Study II
Time-sensitive prehospital breathing emergencies
Exploratory machine-learning study of nonlinear patterns in response time, patient characteristics, and high-risk time-sensitive conditions.
Publication
Hill P, Jonsson D, Lederman J, Bolin P, Vicente V. Uncovering nonlinear patterns in time-sensitive prehospital breathing emergencies: an exploratory machine learning study.
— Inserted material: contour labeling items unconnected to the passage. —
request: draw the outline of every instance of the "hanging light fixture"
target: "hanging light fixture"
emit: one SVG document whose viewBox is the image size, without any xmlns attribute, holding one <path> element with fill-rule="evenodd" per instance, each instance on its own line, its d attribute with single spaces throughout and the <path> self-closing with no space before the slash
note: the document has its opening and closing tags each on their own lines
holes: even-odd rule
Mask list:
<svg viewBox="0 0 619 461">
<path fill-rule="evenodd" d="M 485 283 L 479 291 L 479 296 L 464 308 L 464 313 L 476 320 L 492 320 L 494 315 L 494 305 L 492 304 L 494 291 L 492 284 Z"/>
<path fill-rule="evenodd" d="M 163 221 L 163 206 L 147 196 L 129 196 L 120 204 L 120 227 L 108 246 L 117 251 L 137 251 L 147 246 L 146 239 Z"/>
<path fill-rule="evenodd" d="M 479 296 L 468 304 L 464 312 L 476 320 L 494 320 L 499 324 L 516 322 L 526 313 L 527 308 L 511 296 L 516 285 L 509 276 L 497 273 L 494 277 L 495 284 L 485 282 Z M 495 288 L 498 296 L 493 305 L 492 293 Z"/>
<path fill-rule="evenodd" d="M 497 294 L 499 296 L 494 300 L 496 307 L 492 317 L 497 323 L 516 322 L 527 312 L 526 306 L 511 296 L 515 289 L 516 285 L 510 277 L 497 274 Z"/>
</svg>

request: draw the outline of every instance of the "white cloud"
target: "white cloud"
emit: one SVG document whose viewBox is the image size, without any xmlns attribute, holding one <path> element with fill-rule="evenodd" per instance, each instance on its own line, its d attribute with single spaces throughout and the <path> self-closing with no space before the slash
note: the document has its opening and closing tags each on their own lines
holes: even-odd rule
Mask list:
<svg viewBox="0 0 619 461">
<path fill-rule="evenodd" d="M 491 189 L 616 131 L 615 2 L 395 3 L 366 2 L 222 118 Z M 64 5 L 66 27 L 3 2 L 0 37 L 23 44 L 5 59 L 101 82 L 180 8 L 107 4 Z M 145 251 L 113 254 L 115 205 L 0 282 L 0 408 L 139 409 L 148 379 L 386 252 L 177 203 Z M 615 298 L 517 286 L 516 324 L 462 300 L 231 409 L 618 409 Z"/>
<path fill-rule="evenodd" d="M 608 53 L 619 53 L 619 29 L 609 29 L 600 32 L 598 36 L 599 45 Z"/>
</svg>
BMC Medical Informatics and Decision Making. 2025;25:205.
Study aim
The study examined nonlinear and subgroup-specific patterns in prehospital breathing-problem missions, with particular attention to response time, age, sex, and high-risk time-sensitive conditions.
Analytical approach
The study used retrospective EMS data and an exploratory machine-learning approach to inspect associations and heterogeneity. The modelling was used to support interpretation of system patterns, not to make causal or deployment-ready claims.
Patient vulnerability
Breathing-problem missions may include clinically heterogeneous patients with different vulnerability profiles and outcome risks.
Nonlinear patterns
The study investigated patterns that may not be well captured by simple linear assumptions or average response-time summaries.
System interpretation
The findings support a more nuanced view of how response time, patient factors, and clinical urgency interact in EMS data.